Tuesday, December 2, 2014

The Ginormous Stackrank of Human Experiences

I've decided to accouche an idea that began over four years ago.

Back then, I was freshly emerging from the ethics-heavy portion of my graduate education. The moral reasoning models I was learning copulated with the decision analysis tools I was exposed to, and my brain conceived The Carmack Vector Addition Theory of Ethics: Advancing the Ball.

In its first trimester, the idea was mostly geared toward enabling a more rigorous mathematical approach to ethical decision making. As the idea continued to gestate, I developed some alternative titles for the approach: "Mathematizing Morality" or "Quantifying Compassion." I also debated various designs and objectives. Eventually though, the example of Facemash from The Social Network (Mark Zuckerberg developed a website that allowed visitors to compare two student pictures side-by-side and let them choose who was “hot” and who was “not”) prevailed due to it's simplicity. My intention now is to create a giant stack rank of human experiences.

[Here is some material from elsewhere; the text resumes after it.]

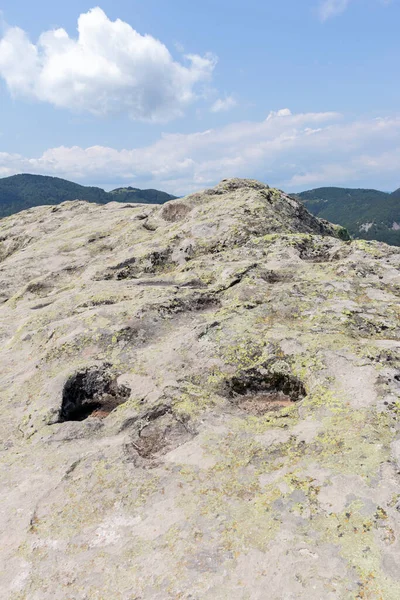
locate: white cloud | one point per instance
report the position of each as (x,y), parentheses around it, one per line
(291,151)
(109,67)
(224,104)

How would the system work? I'll go into greater detail below, but the crux of the system is pretty simple: users choose which experience they prefer out of a pair. For example, you might be asked, "Which do you prefer?" between (A) graduating from college and (B) falling in love. You select one, then move on to the next pair the system feeds you and repeat. The end result after millions of selections is a giant, robust stack rank of human experiences.

Below I detail (1) Rules, (2) Approach, (3) Next Steps, (4) Problems/Solutions, (5) Initial List, and (6) Further Commentary.

Rules

  1. You can only select between experiences you've actually had
  1. No experience in the list can exceed a "2" level of detail
    1. 1=Having coffee
    2. 2=Having coffee with a friend
    1. 3=Having coffee with a friend in the morning

  1. You must answer honestly

Approach

A user clicks on a link and arrives on the landing page/app home. There are two options: "View the List" or "Participate." If the user chooses "View the List", they are taken to the stackrank where they can search and browse.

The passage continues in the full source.